Charles Joseph-Oudin, l’avocat de Marine Martin et de plusieurs autres familles, a réagi à la décision en affirmant qu’elle « renforce les succès déjà obtenus par les victimes ». Selon lui, « il est essentiel que Sanofi cesse de nier sa responsabilité et accepte enfin de réparer le préjudice subi par les familles touchées par ce médicament ».
Une victoire majeure pour Marine Martin, la lanceuse d’alerte
Marine Martin est devenue une figure centrale pour les victimes de la Dépakine. En fondant l’association Apesac en 2011, elle a permis de médiatiser et de judiciariser cette affaire. Depuis douze ans, elle poursuit Sanofi en justice, évoquant un combat « d’une extrême dureté ». Mère de deux enfants nés en 1999 et 2002, qui souffrent de malformations et de troubles neurologiques, elle a connu de nombreuses difficultés.
En 2021, elle témoignait sur France 3 Occitanie : « Sanofi essaie par tous les moyens d’interrompre mes démarches. J’ai même perdu mon poste d’experte patiente à l’agence du médicament à cause de leurs manœuvres. Ils savent que je suis le moteur de cette action collective et que je mobilise les familles. »
« Ils savent que je suis le fer de lance de toute cette action et que je motive les familles. »
Marine Martin, lanceuse d’alerte dans le dossier de la Dépakineà France 3 Occitanie en 2021
Comme le rappelle Le Monde, c’est grâce à Marine Martin que, depuis 2017, les victimes de la Dépakine peuvent obtenir des indemnisations de l’Office national d’indemnisation des accidents médicaux (Oniam). Selon le rapport d’activité 2023 de l’organisme, près de 58 millions d’euros ont été versés à 1 120 victimes qui ont accepté les propositions de l’Oniam, mais Marine Martin et sa famille ont choisi de poursuivre leur combat judiciaire. « On m’a proposé 16 000 euros, à peine le prix d’une voiture », explique-t-elle.

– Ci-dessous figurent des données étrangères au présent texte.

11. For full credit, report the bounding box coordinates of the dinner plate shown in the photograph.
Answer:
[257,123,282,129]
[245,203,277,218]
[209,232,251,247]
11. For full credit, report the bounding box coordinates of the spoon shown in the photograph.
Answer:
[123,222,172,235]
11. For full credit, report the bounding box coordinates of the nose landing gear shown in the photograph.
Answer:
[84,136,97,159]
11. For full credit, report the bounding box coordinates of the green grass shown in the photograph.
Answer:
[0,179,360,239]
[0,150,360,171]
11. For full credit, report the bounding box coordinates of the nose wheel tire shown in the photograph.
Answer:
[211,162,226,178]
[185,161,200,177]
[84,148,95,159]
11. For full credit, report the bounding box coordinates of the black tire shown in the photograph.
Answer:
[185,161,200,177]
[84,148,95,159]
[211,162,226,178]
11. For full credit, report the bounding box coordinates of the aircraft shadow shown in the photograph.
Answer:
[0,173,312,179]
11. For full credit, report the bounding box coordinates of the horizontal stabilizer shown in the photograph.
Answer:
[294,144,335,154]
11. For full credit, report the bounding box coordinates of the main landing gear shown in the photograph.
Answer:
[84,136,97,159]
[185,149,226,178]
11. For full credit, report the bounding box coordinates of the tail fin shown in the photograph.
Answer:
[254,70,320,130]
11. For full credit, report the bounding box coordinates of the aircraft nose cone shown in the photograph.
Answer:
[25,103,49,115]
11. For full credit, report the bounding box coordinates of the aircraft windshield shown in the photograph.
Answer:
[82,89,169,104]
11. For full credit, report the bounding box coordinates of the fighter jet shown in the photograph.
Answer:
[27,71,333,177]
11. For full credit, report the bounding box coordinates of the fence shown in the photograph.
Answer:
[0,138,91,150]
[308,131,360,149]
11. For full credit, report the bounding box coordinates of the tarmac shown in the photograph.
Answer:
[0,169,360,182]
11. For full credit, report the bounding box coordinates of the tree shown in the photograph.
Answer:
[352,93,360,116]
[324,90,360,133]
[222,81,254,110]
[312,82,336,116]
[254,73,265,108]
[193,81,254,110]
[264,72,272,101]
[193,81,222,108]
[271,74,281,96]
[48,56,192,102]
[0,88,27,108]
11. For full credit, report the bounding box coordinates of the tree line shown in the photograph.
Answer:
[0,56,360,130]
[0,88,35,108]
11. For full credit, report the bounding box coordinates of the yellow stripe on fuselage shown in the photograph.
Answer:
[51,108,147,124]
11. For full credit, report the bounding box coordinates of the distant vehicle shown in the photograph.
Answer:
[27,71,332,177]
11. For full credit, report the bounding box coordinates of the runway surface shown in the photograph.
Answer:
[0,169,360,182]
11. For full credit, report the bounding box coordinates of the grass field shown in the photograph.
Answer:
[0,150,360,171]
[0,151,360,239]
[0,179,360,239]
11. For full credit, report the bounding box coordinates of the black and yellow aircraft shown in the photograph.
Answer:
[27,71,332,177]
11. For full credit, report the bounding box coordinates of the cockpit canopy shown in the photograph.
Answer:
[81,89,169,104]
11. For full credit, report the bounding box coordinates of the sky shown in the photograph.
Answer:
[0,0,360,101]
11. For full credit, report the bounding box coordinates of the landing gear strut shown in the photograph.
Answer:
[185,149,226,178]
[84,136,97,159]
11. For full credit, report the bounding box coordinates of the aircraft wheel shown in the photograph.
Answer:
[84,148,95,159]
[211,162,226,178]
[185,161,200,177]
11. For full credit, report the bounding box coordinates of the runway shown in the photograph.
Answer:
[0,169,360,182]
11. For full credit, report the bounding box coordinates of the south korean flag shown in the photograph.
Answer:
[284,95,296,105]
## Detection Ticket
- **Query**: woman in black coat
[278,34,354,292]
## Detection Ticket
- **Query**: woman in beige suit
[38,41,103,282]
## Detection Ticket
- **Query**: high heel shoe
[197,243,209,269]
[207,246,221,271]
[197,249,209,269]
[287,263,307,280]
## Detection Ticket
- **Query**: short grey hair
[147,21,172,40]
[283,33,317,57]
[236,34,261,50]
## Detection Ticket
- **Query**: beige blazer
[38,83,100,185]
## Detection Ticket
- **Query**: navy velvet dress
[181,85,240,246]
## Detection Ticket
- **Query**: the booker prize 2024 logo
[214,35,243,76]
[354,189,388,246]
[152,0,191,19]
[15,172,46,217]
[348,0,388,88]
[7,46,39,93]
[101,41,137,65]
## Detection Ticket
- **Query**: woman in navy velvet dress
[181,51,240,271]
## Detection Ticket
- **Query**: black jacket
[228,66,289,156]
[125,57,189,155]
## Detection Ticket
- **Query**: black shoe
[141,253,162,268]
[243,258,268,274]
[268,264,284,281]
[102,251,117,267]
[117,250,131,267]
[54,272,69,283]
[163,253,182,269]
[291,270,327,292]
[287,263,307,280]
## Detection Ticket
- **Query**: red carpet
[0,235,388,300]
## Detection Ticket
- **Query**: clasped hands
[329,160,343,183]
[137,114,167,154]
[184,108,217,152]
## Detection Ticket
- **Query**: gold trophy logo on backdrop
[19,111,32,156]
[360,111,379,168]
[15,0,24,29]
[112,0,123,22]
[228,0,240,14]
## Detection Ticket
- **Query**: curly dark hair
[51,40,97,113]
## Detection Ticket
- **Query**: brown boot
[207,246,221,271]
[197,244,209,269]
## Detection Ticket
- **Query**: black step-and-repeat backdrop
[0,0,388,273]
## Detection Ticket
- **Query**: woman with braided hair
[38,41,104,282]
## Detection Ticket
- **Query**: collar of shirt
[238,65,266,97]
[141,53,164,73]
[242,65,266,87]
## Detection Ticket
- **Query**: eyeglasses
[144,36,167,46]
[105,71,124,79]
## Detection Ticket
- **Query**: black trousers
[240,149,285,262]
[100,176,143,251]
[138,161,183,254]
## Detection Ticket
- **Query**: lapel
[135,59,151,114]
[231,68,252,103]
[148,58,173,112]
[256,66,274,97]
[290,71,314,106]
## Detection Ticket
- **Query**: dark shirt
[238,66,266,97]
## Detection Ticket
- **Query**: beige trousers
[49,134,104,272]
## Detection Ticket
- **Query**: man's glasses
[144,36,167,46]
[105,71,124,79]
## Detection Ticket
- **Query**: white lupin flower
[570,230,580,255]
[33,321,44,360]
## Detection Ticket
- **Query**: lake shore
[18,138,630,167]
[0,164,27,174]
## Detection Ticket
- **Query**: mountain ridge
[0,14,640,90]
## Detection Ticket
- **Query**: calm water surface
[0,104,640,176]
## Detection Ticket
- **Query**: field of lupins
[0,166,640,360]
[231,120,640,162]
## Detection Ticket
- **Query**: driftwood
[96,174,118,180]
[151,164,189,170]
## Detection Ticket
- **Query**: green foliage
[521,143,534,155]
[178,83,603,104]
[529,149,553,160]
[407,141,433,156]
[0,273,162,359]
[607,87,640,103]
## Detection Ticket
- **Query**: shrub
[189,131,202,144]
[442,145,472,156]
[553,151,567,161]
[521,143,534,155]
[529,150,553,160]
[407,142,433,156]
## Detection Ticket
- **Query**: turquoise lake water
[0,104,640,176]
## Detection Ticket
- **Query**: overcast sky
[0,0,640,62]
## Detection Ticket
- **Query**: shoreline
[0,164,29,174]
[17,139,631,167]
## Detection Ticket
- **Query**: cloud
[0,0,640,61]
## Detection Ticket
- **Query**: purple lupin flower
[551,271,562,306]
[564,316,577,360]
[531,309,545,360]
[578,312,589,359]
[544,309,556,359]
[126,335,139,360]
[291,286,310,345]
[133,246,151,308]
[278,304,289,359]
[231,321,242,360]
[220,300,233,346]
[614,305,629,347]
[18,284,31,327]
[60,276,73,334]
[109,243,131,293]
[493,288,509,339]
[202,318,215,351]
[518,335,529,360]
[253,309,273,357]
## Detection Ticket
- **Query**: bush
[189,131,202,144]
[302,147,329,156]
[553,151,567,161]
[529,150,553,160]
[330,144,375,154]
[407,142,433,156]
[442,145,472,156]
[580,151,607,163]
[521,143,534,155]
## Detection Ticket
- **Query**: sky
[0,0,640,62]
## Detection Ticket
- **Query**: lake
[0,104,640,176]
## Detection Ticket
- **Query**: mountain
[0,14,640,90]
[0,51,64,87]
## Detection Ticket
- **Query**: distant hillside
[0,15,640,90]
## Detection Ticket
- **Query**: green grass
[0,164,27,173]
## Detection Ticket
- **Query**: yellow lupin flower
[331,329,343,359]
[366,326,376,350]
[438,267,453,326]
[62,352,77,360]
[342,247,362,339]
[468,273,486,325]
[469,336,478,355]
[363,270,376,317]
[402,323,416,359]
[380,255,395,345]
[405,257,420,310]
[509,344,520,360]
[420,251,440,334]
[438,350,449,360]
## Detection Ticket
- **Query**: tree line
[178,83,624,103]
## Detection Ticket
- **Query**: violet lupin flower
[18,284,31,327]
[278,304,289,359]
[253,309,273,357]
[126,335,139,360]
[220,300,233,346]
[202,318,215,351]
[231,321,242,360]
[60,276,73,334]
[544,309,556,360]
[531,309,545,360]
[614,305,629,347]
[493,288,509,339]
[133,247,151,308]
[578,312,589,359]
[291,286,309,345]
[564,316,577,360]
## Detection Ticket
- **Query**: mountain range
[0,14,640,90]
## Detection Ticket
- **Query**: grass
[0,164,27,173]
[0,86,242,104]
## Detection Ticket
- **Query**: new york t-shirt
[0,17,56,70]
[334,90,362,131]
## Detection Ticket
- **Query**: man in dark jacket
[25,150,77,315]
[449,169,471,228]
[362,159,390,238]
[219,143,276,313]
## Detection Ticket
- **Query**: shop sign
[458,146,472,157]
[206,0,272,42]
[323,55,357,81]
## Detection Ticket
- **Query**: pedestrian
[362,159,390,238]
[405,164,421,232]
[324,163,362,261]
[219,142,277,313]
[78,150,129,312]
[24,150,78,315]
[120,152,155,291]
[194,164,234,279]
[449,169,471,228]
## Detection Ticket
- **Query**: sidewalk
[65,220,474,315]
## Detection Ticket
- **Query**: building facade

Elle a finalement obtenu près de 18 fois cette somme avec la condamnation de lundi (284 000 euros d’indemnités). Charles Joseph-Oudin, son avocat, affirme que « cette décision valide et respecte le combat de Marine Martin depuis la fondation de l’association Apesac ». Marine Martin se réjouit d’autant plus de cette victoire que Sanofi ne contribue pas au fonds d’indemnisation des victimes géré par l’Oniam. « C’est absolument scandaleux », a-t-elle déclaré à 42mag.fr.
Malgré tout, Marine Martin reste prudente et engagée, pensant que Sanofi fera appel. « C’est une guerre des nerfs. On entre dans une phase difficile. L’argent que j’ai gagné est bloqué. Ils cherchent à épuiser les victimes. C’est pour cela qu’il est crucial que d’autres victimes se joignent à moi dans les actions judiciaires. »
Un jugement qui étend la période de responsabilité potentielle de Sanofi
Les condamnations précédentes impliquaient des enfants nés après ceux de Marine Martin. Cette nouvelle victoire judiciaire ouvre la voie à des milliers de victimes en démontrant que la prescription de dix ans, souvent utilisée par Sanofi comme ligne de défense, n’est pas infranchissable. En impliquant la responsabilité de Sanofi dès la période des connaissances scientifiques de l’époque, ce jugement élargit la période pour laquelle le laboratoire pourrait être condamné à indemniser des patients.
Sanofi, interrogé par l’AFP, a affirmé examiner « les suites à donner » à cette décision et a maintenu sa position sur la Dépakine. Le groupe soutient avoir sollicité tôt les autorités sanitaires françaises pour modifier la notice du médicament, mais ces dernières n’auraient pas donné suite à cette demande.